In a situation like this, it's so easy to start judging. There are so many questions we have, so many differences in the way our world and our families operate that make this situation quite unbelievable and heartbreaking. I have to remind myself all the time that I can't even begin to fathom what life is like for these parents. To desperately love and want your kids, but to also have to make some really tough decisions to make sure they are safe and given a good chance at life. There are absolutely no resources here for a blind couple trying to raise their children. Instead, the harsh reality is that their children become their caretakers in many ways. What a huge burden to put on children so young. 
Kurt and Lushomo leading their mother down the Haven veranda.
Siblings reunited (Choolwe stayed in the village with their father)
It was finally hitting Kurt that they were really leaving after days of talking about it and getting ready for it. I know the fact that I had started crying by this point didn't help matters, but sometimes you just can't hold it back anymore/
It would be impossible for me to put into words the joy that is Kurt. He is sensitive and kind and smart and brave and loving and helpful. I could go on and on, but you get the idea. We don't typically have kids until they are 4, but his family had just moved to a new village about 30 minutes away, and they didn't know the lay of the land well enough to feel comfortable taking him home. He also was still on some medication that was keeping him with us longer. So when a four year old leaves, it's so much worse on us. We've been there for everything in his little life, and then all of the sudden he's gone. And Jessie. Well she's just the sweetest, most independent, gentle little girl. She's just started talking all the time, and her voice melts me.
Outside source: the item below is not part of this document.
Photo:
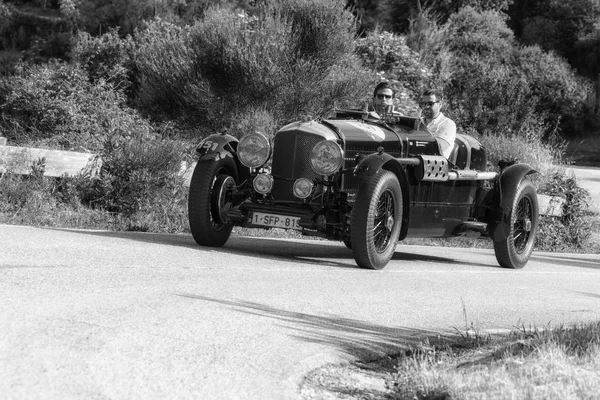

And now they're out in the real world. There is no doubt that they are loved and have been prayed for and waited for. But there's also no doubt that they are completely overwhelmed and confused at what their new life is like. That makes me ache for them and wish to shelter them from all the harsh realities of life, of their life. We believe firmly here that if possible, kids need to be with their families. And it's possible for these, even though it's hard. They know not to get in the fire, they know how to do basic tasks, and I'm so grateful they are going together to start their new life and not alone.
As they settle into a new life, we do what we can from here, pray hard for their adjustment and for their future as a family. We'll hold tight to sweet Leahndrea and love her as best we can until she's ready, too, to head into the real world.


  1. Wow.....
    I don't know how you do what you do but am very Thankful God has chosen you to do it.
    Praying for that family and their new start.

  2. Meagan,
    Thanks for sharing the story of this family....even tho we've been there and played with Kurt and he is so special to James...I was not aware of this situation. I am so thankful that you are there to help and teach these families and I love how God is using you in His Kingdom. I'm praying for Kurt, Jessie and his entire family and will continue to pray for you, the aunties, Cecilia and the rest of the staff. Love you guys and can't wait to get there!!!!!

  3. Wow! That's an amazing story! Lushomo leading his blind parents 40 kilometers and you taking them in to the haven. I hope the blind parents can help their kids in the future.